TJX Companies, Inc. (TJX)
by Scott Murphy
While the overall stock market has been rewarding for most investors in 2017, the same cannot be said for the retail sector. Amazon has become a “legendary and mythical beast” of sorts and has become the biggest competitive threat for every retailer, placing the stocks of traditional brick-and-mortar retailers on the sale rack. As value investors, we readily acknowledge the magnitude of change in retail but still believe there is a place in our portfolios for a traditional retailer like TJX Companies, Inc. (TJX).
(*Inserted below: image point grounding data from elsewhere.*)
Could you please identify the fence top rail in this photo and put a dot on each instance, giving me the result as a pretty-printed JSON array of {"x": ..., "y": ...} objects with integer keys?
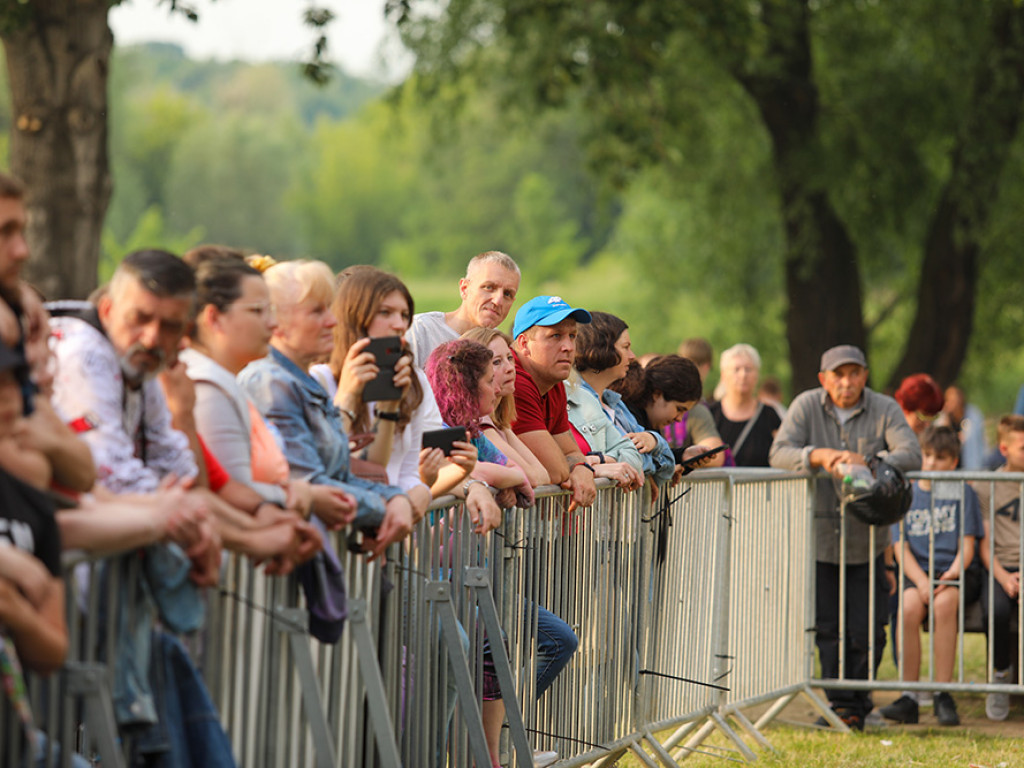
[{"x": 990, "y": 476}]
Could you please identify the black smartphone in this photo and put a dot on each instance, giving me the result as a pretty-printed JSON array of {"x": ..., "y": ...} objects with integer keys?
[
  {"x": 693, "y": 461},
  {"x": 386, "y": 351},
  {"x": 443, "y": 438}
]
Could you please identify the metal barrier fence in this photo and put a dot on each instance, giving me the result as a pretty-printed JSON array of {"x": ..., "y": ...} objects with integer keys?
[{"x": 688, "y": 611}]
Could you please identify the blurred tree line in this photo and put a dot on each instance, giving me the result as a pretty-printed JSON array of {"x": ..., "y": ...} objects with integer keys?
[{"x": 692, "y": 244}]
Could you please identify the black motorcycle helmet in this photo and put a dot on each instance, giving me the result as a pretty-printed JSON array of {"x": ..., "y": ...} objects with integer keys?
[{"x": 888, "y": 498}]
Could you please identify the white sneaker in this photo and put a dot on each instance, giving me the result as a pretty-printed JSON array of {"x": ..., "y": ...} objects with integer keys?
[{"x": 997, "y": 705}]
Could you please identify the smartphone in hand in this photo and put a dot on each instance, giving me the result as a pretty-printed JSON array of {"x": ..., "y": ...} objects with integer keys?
[
  {"x": 443, "y": 438},
  {"x": 692, "y": 462},
  {"x": 386, "y": 351}
]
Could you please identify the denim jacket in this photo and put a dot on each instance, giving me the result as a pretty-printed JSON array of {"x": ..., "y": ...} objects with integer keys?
[
  {"x": 659, "y": 463},
  {"x": 593, "y": 423},
  {"x": 315, "y": 443}
]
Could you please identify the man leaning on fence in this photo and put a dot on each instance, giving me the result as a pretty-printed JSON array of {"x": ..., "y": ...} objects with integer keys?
[{"x": 841, "y": 422}]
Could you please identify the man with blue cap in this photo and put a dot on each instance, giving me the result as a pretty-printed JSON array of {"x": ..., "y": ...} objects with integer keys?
[{"x": 544, "y": 344}]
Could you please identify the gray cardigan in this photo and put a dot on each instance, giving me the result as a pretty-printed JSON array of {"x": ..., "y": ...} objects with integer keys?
[{"x": 877, "y": 426}]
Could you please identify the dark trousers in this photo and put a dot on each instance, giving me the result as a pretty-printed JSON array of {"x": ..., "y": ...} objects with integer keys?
[
  {"x": 857, "y": 630},
  {"x": 1003, "y": 608}
]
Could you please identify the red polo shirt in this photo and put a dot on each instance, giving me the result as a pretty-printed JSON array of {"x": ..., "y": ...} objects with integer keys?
[{"x": 536, "y": 411}]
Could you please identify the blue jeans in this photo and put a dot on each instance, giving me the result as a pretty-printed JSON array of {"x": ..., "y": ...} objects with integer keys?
[
  {"x": 188, "y": 732},
  {"x": 556, "y": 642}
]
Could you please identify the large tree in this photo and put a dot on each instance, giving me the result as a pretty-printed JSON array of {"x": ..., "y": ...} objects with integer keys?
[
  {"x": 623, "y": 58},
  {"x": 58, "y": 53}
]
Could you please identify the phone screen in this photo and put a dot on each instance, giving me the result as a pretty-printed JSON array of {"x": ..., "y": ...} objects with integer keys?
[
  {"x": 386, "y": 351},
  {"x": 700, "y": 457},
  {"x": 443, "y": 438}
]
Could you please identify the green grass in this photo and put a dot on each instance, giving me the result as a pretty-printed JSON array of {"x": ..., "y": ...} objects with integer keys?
[{"x": 974, "y": 743}]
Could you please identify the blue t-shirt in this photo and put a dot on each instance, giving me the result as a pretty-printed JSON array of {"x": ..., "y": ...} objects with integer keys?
[{"x": 946, "y": 520}]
TJX has a leading market position in the off-price retail market. They control 45% of the discount retail market and operate 3,800 stores under the brands TJ Maxx, Marshalls, HomeGoods, and HomeSense. In a tough and changing retail environment, TJX has been able to grow its same store sales for twenty one consecutive years. Simply put, they have proven they can grow sales and earnings through good and bad economic times. Many attribute this resilience to their customers’ “treasure hunting” experience. At TJ Maxx, customers can arrive at the store not knowing exactly what they are looking for, and end up finding something they like at an irresistible price – a “treasure.” This customer experience and incredibly low prices have largely allowed TJX to defend itself from the industry disruption caused by Amazon.
Therefore, we have begun to initiate positions in this well managed, industry leading discount retailer that has underperformed the market for two straight years. Our expectation is the market will realize they have misjudged the power of this off-price traditional retailer and will become buyers again, boosting the stock price in the process.